Chronische Schmerzen: Leben mit ständiger Qual
Philip Kass verbringt 90 Prozent seines Tages auf einem Bett in einem spärlich eingerichteten Zimmer, das früher seiner Nichte gehörte. Die Mahlzeiten nimmt er hauptsächlich liegend ein, auf der Brust balanciert er den Teller. Meistens sieht er fern, Lesen ist zu anstrengend. »Ich lebe kaum noch«, sagte er mir an einem warmen Abend im Juni 2022. Seit einer Rückenverletzung vor 23 Jahren bestimmen die Schmerzen sein Leben. Sie haben ihm seine Karriere, seine Beziehungen, seine Bewegungsfreiheit und seine Unabhängigkeit genommen. Heute ist Kass 55 Jahre alt und lebt bei seiner Schwester und ihrer Familie in San Francisco. Gelegentlich isst er mit ihnen zu Abend – im Stehen. Und einmal am Tag versucht er, um vier oder fünf Blocks in der Nachbarschaft zu spazieren. Stets muss er befürchten, dass die Aktivität – sei es schnelles Gehen oder aufrechtes Sitzen für mehr als ein paar Minuten – einen weiteren Schub an Qualen auslöst, der Tage, manchmal Wochen andauert.

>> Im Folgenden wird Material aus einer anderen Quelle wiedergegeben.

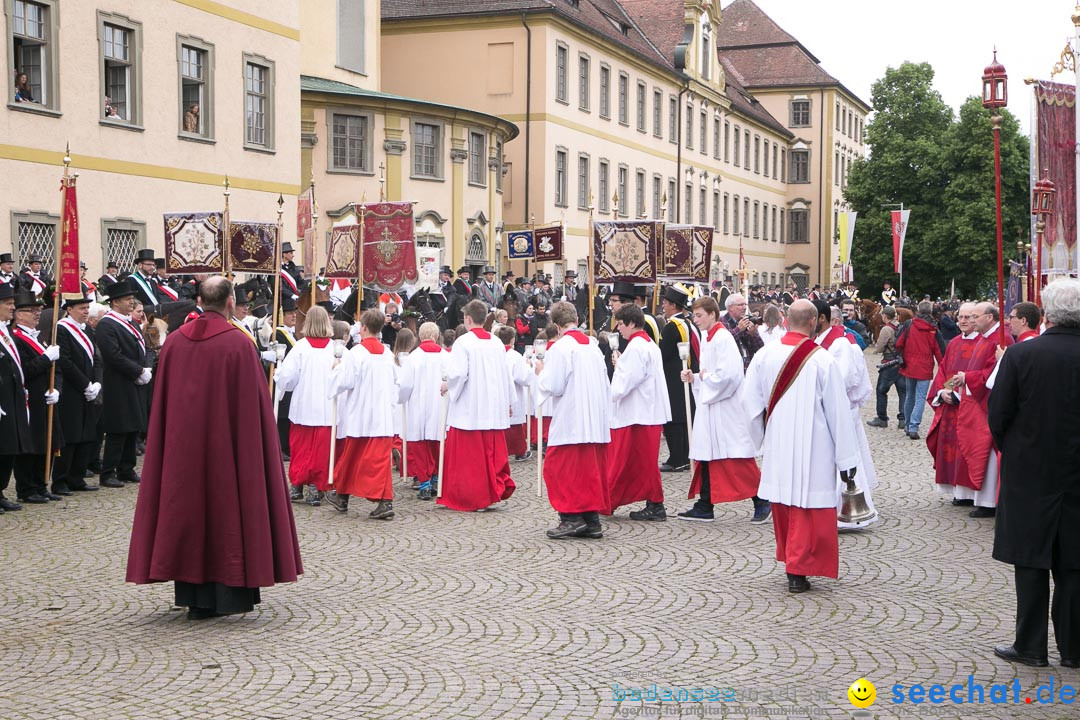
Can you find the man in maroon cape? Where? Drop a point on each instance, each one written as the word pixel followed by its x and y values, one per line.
pixel 213 512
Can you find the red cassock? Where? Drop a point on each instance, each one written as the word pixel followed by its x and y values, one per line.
pixel 213 505
pixel 362 467
pixel 309 456
pixel 807 541
pixel 576 477
pixel 515 440
pixel 631 471
pixel 481 475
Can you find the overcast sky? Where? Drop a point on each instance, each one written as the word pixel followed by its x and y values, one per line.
pixel 956 37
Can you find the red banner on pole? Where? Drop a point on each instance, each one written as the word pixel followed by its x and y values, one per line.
pixel 67 276
pixel 899 231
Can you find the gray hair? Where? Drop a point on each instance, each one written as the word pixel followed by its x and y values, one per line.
pixel 1061 300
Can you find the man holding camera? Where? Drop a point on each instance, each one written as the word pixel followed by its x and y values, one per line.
pixel 889 370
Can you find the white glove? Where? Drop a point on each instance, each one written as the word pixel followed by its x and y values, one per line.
pixel 92 391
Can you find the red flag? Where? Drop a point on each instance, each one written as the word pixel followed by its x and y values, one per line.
pixel 68 280
pixel 899 231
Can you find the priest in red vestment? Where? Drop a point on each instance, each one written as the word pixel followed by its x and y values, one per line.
pixel 213 512
pixel 950 471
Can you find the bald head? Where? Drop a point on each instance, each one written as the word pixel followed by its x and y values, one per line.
pixel 801 317
pixel 215 293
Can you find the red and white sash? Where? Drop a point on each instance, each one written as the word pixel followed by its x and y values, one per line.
pixel 79 336
pixel 126 324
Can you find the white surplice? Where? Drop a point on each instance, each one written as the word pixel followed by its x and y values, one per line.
pixel 574 381
pixel 366 389
pixel 306 371
pixel 522 376
pixel 809 436
pixel 419 380
pixel 638 389
pixel 720 426
pixel 478 383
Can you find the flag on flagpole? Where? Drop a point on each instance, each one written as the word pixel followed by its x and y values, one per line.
pixel 847 230
pixel 68 280
pixel 899 231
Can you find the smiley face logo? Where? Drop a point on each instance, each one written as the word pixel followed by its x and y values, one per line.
pixel 862 693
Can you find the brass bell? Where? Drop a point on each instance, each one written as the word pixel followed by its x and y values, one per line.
pixel 853 508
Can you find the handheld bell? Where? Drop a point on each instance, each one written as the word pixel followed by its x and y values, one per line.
pixel 853 508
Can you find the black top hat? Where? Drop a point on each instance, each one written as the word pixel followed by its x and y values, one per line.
pixel 71 299
pixel 623 290
pixel 27 299
pixel 121 288
pixel 675 296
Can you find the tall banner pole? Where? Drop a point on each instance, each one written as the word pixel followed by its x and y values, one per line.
pixel 67 181
pixel 275 311
pixel 313 270
pixel 227 260
pixel 592 277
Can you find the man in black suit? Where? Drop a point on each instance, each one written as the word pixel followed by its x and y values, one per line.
pixel 14 428
pixel 1034 420
pixel 124 371
pixel 37 361
pixel 78 407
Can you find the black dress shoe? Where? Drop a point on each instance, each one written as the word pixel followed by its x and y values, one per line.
pixel 1008 652
pixel 797 583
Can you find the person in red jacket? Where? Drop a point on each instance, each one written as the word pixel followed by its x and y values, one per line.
pixel 917 343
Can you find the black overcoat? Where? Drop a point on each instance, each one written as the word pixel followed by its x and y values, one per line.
pixel 1035 422
pixel 123 358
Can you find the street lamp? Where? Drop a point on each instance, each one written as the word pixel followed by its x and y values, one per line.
pixel 1042 206
pixel 995 97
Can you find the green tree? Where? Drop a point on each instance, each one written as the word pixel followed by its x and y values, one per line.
pixel 942 170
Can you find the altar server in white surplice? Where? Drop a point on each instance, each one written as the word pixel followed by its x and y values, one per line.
pixel 721 446
pixel 476 469
pixel 850 361
pixel 794 395
pixel 572 377
pixel 639 408
pixel 419 380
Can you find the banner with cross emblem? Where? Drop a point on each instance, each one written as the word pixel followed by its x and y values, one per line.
pixel 389 244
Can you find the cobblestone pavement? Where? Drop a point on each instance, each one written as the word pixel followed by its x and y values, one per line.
pixel 443 614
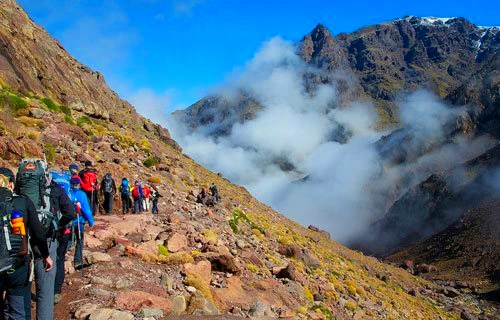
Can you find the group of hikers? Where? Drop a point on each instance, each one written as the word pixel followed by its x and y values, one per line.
pixel 135 197
pixel 43 214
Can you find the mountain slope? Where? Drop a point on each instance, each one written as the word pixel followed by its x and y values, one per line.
pixel 239 258
pixel 379 62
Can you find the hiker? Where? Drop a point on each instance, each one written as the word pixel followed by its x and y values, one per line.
pixel 137 195
pixel 146 191
pixel 88 184
pixel 74 171
pixel 125 195
pixel 83 214
pixel 155 195
pixel 203 197
pixel 15 279
pixel 54 209
pixel 63 212
pixel 214 193
pixel 108 189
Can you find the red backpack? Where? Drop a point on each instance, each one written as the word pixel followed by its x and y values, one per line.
pixel 146 192
pixel 89 179
pixel 135 192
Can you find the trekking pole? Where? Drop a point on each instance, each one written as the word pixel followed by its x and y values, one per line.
pixel 80 239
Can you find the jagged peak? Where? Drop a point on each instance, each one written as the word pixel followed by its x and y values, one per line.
pixel 320 32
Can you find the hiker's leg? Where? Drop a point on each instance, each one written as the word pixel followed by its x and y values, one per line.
pixel 155 206
pixel 62 248
pixel 111 202
pixel 44 282
pixel 79 250
pixel 107 202
pixel 19 293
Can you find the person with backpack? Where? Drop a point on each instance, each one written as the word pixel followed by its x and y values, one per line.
pixel 14 258
pixel 54 209
pixel 84 215
pixel 137 195
pixel 74 171
pixel 214 191
pixel 108 190
pixel 57 215
pixel 145 200
pixel 125 195
pixel 155 195
pixel 88 184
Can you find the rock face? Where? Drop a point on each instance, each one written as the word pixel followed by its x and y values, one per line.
pixel 31 61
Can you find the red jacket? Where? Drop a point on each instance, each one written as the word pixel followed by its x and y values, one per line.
pixel 146 191
pixel 89 179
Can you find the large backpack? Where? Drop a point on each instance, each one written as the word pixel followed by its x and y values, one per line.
pixel 12 246
pixel 135 192
pixel 48 216
pixel 31 179
pixel 108 184
pixel 89 179
pixel 62 180
pixel 125 190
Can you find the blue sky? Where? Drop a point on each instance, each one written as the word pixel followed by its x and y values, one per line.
pixel 170 53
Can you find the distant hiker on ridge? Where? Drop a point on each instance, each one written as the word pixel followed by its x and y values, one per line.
pixel 137 195
pixel 155 195
pixel 125 196
pixel 108 190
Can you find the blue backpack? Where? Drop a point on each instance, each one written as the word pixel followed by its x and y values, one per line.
pixel 62 180
pixel 124 188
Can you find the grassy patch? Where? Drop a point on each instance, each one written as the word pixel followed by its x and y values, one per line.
pixel 69 119
pixel 145 145
pixel 327 314
pixel 83 120
pixel 66 110
pixel 51 104
pixel 12 101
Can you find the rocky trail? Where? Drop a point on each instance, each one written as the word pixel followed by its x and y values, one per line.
pixel 189 261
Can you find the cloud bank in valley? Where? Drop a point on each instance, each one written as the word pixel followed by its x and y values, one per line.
pixel 341 178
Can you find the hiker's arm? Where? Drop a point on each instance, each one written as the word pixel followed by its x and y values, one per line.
pixel 87 213
pixel 67 209
pixel 37 235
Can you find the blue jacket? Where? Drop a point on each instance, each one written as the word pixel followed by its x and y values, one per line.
pixel 77 195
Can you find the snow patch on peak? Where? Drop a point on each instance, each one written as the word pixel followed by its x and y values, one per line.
pixel 429 21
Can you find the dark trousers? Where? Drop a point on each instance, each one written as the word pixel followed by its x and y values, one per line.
pixel 125 203
pixel 155 206
pixel 137 205
pixel 78 260
pixel 17 303
pixel 93 200
pixel 108 202
pixel 61 255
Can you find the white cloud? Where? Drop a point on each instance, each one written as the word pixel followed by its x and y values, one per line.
pixel 348 185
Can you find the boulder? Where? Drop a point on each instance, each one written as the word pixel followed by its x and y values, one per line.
pixel 136 300
pixel 84 311
pixel 110 314
pixel 96 257
pixel 179 305
pixel 177 242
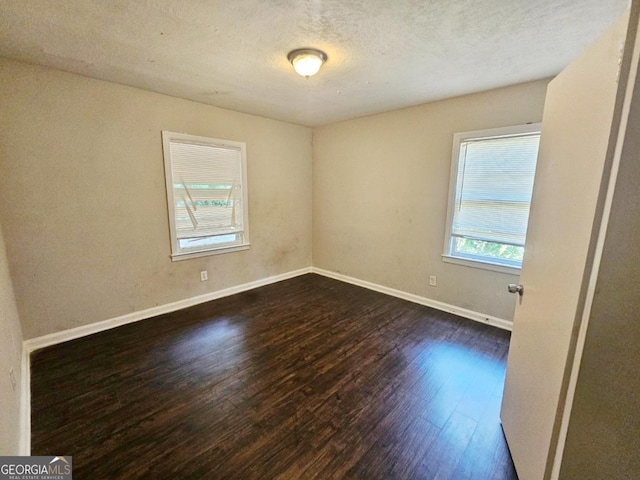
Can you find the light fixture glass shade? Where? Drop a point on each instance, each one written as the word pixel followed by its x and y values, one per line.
pixel 307 62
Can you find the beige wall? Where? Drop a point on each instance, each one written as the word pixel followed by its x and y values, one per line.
pixel 10 357
pixel 83 202
pixel 380 187
pixel 604 428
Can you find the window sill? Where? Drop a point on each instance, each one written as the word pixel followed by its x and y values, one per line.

Einiges von dem, was Philip Kass beschreibt, ist mir bekannt. Ich bin schon mehrmals vor Schmerzen in der Wirbelsäule zu Boden gegangen. In meinen Zwanzigern war ich drei Monate lang bewegungsunfähig. In meinen Dreißigern und Vierzigern dauerte jede Episode mit starken Schmerzen mehr als ein Jahr. Mindestens ein weiteres halbes Jahrzehnt verbrachte ich damit, bei Besprechungen, Mahlzeiten und Filmen zu stehen oder auf und ab zu gehen – aus Angst, dass mehrere Minuten im Sitzen zu wochenlanger Pein führen würden. Um mein Leiden zu verstehen, las ich alles, was man dazu finden konnte.